Zbigniew Ziobro: nie wykluczam kolejnych zatrzymań ws. Ciechu
Ustalenia wskazują, że rażąco zaniżone były wartości akcji. Nie możemy się na to godzić i stąd zarzuty - powiedział minister sprawiedliwości i prokurator generalny Zbigniew Ziobro, odnosząc się do działań prokuratury ws. prywatyzacji Ciechu. - Mam nadzieję, że tym śledztwem przywrócimy zaufanie do państwa - dodał.
Ziobro na antenie TVP powiedział, że możliwe są kolejne zatrzymania ws. Ciechu. - To trudne śledztwo, ale nie wykluczam, że będą zarzuty dla następnych osób. To była własność Skarbu Państwa, własność nas wszystkich, która została sprzedana po bardzo zaniżonej cenie. Jest podejrzenie, że doszło do popełnienia bardzo poważnych przestępstw. Prokuratura zdecydowała się zatrzymać sześć osób, w tym wiceministra w rządzie PO - mówił.
- Ta prywatyzacja z pewnością była w interesie ówczesnego oligarchy, pana Kulczyka i firm, które kontrolował. W mojej ocenie ta sprzedaż była sprzeczna z interesem państwa i nie uwzględniała interesu państwa w żadnym zakresie, również tym finansowym. Zapłata w ocenie prokuratury nie była uczciwa - powiedział minister sprawiedliwości.
- Nie było to standardowe i profesjonalne działanie państwa. Tego rodzaju interesy załatwiało się przy drogim winie. Były wypowiedzi, słowa, które były bulwersujące. Władza nie myślała o interesie obywateli, nie trzymała się tych haseł, które pięknie wygłaszała przy okazji różnych publicznych wystąpień, tylko postępowała i kierowała się w myśl interesów bardzo bogatego człowieka, wobec którego była bardzo spolegliwa - mówił Ziobro w programie "Gość Wiadomości".
- Ta sprawa wypłynęła, ale przecież w Polsce było więcej wielkich prywatyzacji. Możemy niestety podejrzewać, z bardzo dużym prawdopodobieństwem, że one odbywały się w równie skandalicznej atmosferze i okolicznościach, że też sprzedawano za bezcen wiele polskich firm - dodał.
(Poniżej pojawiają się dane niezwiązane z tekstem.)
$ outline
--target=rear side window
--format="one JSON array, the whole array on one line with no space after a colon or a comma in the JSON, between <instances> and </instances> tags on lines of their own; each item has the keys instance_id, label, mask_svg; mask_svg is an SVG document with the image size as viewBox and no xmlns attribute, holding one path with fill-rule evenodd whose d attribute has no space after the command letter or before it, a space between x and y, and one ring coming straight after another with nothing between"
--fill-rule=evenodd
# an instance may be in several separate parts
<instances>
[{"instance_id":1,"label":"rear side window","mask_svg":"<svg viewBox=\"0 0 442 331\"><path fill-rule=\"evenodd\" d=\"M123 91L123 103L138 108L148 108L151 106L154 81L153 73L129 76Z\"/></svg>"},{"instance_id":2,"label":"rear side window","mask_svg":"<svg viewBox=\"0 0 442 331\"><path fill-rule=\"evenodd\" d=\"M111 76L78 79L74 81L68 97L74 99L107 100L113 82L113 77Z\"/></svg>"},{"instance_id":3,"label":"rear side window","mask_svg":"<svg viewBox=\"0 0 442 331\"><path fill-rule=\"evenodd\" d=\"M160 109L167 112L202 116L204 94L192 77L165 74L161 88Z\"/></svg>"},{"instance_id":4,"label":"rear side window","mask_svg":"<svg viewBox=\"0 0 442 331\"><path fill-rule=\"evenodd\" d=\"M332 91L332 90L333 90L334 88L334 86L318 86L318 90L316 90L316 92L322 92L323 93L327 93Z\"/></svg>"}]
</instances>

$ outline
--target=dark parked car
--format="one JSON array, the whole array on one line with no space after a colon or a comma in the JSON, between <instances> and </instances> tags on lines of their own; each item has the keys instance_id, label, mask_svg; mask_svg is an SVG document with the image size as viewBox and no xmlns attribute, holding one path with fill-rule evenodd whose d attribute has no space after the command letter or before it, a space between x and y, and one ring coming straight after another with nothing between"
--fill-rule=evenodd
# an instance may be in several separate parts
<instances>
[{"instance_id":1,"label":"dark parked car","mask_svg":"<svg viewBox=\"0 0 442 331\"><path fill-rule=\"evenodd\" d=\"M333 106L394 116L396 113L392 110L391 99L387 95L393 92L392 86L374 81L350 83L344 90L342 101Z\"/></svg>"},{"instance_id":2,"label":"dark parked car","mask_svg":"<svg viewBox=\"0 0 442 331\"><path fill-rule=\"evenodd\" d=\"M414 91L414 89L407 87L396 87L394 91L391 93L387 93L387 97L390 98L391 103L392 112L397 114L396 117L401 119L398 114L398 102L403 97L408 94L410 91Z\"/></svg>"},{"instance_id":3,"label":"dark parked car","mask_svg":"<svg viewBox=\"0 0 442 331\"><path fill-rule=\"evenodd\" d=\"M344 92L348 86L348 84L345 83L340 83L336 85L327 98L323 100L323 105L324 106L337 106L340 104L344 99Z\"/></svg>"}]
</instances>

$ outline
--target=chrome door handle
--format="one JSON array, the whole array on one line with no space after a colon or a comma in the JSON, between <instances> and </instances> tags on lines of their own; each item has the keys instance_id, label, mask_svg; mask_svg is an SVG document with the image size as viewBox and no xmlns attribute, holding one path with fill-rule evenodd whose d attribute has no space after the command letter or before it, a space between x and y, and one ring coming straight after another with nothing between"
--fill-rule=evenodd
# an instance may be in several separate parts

Ziobro pytany był też o kontrowersje ws. finansowania budowy i eksploatacji autostrady A2. - Skarb państwa wypłacał właścicielowi autostrady A2 więcej niż wynosiły wpływy z winiet. To jest właśnie przedmiotem śledztwa - odpowiedział.
- Obowiązkiem skarbu państwa jest działać w interesie obywateli. Nawet Bruksela ze smutkiem pochyliła się nad państwem polskim za czasów rządów Platformy Obywatelskiej, dziwiąc się, że wcześniejsze śledztwo w tej sprawie umorzono - mówił szef resortu sprawiedliwości.